BOAL Os Crespos e Zumbi de Augusto Boal chegam aos palcos de SP no Dia da Consciência Negra

Zumbi: nova montagem do texto de Boal tem entrada gratuita na Caixa Cultural - Foto: Divulgação

Zumbi de volta

Este 20 de Novembro também marca a volta aos palcos paulistanos do espetáculo Zumbi, escrito por Augusto Boal, com entrada gratuita na Caixa Cultural, no centro paulistano.

A montagem é um dos clássicos do teatro nacional. É uma versão contemporânea para Arena Conta Zumbi, de Boal e Gianfrancesco Guarnieri, com música de Edu Lobo, marco dos anos 1960. Desta vez, João das Neves assume a direção; e a cantora Titane faz a direção musical.

Dez atores negros representam todos os personagens no sistema Curinga, criado por Boal: Alysson Salvador, Benjamin Abras, Evandro Nunes, Júlia Dias, Júnia Bertolino, Kátia Aracelle, Nath Rodrigues, Ricardo Campos, Rodrigo Almeida e Rodrigo Jerônimo.

Viúva de Augusto Boal, Cecilia Boal, que cuida do instituto dedicado ao mestre das artes cênicas, afirma ao R7 que a peça é atemporal. "O assunto não se esgotou.
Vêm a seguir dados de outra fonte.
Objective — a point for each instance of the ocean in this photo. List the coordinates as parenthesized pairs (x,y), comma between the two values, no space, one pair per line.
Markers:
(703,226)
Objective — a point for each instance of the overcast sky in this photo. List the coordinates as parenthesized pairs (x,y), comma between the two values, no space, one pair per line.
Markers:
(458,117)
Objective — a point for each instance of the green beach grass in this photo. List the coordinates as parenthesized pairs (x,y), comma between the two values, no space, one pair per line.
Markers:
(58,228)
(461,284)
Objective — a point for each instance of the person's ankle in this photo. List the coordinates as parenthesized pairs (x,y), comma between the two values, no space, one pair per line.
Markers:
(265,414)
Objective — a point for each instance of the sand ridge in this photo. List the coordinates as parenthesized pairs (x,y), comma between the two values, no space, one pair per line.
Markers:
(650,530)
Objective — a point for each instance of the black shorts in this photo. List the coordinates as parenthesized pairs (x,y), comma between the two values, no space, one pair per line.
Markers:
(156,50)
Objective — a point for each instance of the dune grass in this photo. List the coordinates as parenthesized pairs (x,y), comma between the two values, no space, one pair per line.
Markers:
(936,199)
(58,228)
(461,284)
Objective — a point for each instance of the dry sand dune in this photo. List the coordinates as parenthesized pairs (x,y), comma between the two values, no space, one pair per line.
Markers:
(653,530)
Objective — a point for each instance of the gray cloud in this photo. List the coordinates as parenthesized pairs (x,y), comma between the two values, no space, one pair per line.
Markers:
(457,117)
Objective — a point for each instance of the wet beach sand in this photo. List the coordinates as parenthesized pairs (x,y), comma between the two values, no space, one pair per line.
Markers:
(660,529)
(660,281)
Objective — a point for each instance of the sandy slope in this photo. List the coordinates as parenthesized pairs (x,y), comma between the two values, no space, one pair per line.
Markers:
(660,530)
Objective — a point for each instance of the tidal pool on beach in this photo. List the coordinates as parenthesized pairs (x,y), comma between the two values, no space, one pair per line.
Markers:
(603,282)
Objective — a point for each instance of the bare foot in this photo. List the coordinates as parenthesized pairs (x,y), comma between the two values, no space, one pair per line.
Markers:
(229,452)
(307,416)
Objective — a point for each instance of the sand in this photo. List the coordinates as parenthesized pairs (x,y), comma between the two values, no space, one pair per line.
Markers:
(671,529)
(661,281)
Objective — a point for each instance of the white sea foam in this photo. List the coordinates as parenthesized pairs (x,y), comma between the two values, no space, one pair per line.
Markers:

O Brasil ainda carrega a herança da escravidão. A intenção do Instituto Augusto Boal não foi fazer uma montagem arqueológica, mas mostrar um tema ainda atual. O racismo ainda continua e precisa ser combatido", afirma.

Para Cecilia Boal, o grande mérito de seu marido foi "promover uma dramaturgia brasileira, colocando o homem brasileiro em cena". Na visão dela, a semente plantada por Boal está florescendo em trabalhos atuais. "Infelizmente, este processo iniciado no Arena foi interrompido pela ditadura militar, mas agora está sendo retomado, com jovens que buscam valorizar o que é nosso, o que é latino-americano".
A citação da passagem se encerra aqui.